Anne was correct in every respect. She identified the starving pony, the lack of food and water intake. The fact that the mare was starving for weeks and had been living off her reserves. The severe colic attacks. The vet being prepared to put her to sleep. The type of medical treatment she’d received. The care we had provided for the pony. The position of the blockage in her large colon, a fact confirmed to the exact spot at the Vet hospital following an x ray. That I’d have to fight to get her admitted to hospital, which I did. The fact that if she fought this, she would have a chance of life and she did.

Maxi and Thomas were safely delivered to Glasgow Vet School within a couple of hours of Anne’s visit. The vets there did not expect her to survive more than 48 hours but gave her a chance due to her foal. Maxi spent five weeks in Glasgow Vet school and took two years to fully recover from all symptoms and effects of chronic grass sickness. At the time, she was the only recorded mare, ever, to produce a living foal whilst suffering from Chronic Grass Sickness.

Anne Dee saved Maxi and Thomas’s lives. Without her intervention, conventional treatment and opinion will have ruled the day and she would have been put to sleep. Albeit the veterinary treatments were the cause of Maxi’s recovery, but Ann was the catalyst, the inspiration and the only provider of hope.

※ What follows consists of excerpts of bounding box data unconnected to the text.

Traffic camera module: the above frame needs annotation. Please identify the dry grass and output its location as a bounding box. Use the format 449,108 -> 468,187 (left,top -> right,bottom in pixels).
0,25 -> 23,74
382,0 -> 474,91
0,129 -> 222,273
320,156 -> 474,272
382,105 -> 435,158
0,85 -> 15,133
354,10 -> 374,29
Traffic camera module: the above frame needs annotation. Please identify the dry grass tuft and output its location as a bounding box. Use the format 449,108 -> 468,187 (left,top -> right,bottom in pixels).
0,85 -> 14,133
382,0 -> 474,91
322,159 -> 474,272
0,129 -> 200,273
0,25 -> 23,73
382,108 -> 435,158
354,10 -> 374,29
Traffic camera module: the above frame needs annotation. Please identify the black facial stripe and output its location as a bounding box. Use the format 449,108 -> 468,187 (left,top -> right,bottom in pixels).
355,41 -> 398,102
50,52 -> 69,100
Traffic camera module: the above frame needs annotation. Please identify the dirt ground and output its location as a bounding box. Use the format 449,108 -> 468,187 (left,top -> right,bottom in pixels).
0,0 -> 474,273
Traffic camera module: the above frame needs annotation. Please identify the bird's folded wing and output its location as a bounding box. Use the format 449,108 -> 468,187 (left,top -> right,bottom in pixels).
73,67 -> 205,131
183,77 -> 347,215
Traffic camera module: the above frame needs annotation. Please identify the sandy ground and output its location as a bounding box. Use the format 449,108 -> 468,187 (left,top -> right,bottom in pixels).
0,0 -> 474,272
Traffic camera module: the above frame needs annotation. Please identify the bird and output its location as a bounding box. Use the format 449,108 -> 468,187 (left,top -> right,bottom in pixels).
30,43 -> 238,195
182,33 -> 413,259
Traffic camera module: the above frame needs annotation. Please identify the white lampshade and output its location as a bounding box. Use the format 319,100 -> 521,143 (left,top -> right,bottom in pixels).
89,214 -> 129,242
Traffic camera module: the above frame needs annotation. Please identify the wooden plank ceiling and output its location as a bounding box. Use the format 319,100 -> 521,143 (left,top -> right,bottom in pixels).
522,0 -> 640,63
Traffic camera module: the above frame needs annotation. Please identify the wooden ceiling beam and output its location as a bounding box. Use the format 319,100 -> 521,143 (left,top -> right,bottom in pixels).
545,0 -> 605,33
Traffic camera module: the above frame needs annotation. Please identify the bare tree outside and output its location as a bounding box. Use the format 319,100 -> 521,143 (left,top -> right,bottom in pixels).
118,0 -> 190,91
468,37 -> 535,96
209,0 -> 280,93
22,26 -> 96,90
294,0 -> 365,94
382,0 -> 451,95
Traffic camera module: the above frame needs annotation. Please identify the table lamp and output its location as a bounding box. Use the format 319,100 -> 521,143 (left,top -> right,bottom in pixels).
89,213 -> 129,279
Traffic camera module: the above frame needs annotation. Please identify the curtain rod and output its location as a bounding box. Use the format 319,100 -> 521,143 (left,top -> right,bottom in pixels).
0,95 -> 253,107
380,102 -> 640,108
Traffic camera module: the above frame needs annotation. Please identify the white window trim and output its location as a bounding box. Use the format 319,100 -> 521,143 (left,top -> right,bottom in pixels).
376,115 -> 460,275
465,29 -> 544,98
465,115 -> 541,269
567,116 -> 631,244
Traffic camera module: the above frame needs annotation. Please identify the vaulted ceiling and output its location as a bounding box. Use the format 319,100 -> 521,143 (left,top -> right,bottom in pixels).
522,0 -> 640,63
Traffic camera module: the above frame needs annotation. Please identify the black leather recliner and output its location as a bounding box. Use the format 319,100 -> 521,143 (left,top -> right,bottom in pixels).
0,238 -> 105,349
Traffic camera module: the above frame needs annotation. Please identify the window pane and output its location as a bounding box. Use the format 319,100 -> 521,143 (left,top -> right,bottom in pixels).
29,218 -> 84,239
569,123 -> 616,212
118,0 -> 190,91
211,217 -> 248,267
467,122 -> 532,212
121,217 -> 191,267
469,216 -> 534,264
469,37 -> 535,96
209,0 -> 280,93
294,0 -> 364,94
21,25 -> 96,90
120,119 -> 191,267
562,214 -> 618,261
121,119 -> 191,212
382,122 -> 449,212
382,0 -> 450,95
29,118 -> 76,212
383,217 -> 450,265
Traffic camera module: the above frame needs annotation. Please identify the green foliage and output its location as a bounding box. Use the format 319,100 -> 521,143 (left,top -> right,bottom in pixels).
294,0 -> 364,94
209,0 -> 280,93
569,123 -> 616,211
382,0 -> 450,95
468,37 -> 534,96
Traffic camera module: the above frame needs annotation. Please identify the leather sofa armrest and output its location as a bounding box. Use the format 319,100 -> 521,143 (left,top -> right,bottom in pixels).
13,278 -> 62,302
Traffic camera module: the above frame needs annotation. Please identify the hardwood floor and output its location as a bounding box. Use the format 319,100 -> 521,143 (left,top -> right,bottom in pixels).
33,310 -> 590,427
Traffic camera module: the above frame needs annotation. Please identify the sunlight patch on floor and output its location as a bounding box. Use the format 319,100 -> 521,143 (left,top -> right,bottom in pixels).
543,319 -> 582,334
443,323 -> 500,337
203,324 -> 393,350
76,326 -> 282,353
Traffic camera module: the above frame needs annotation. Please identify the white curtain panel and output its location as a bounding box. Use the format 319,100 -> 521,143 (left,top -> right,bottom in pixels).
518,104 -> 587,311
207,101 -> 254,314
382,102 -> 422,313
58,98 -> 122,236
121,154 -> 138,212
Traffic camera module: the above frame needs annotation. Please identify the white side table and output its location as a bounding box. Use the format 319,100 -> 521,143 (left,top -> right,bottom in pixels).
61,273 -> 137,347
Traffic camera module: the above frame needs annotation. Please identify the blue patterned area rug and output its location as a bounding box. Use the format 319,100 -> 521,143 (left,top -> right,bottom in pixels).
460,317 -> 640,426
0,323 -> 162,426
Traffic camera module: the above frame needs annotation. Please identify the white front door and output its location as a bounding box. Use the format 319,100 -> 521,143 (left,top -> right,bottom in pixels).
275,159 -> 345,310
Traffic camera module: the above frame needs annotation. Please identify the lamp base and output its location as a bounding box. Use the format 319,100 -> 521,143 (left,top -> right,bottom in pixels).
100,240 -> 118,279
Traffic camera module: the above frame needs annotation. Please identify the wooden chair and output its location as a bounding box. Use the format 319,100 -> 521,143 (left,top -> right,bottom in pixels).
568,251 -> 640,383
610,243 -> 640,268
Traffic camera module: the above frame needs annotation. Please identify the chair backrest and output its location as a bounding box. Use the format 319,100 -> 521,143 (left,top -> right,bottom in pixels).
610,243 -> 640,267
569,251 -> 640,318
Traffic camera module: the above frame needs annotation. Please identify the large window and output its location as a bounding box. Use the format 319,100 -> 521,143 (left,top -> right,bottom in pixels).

The gift Anne has is  truly remarkable  and one that has to be experienced to be appreciated and believed. I accept that each of us require to experience our ‘own truths’ to accept that horses have souls and gifted people like Anne can communicate direct to this soul. I would like to add that Anne Dee is not a horse expert. In fact she knows nothing about them in real terms. She is a complete horse novice. Never owned one, never sat on one, only speaks to them. Even with her most remarkable gift, and having helped thousands of horses over the past years, Anne does not call herself a Horse Whisperer. She refers to herself as a horse communicator.
If ever there was a qualified individual, who can honestly say, yes, I am a Horse Whisperer. I can communicate with horses, hear what they have to say, feel what they are feeling, see images from their past, tell you what their fears are, what their illnesses are, their likes and dislikes, what their concerns are, tell you what they need you to know about them, then it is Anne Dee.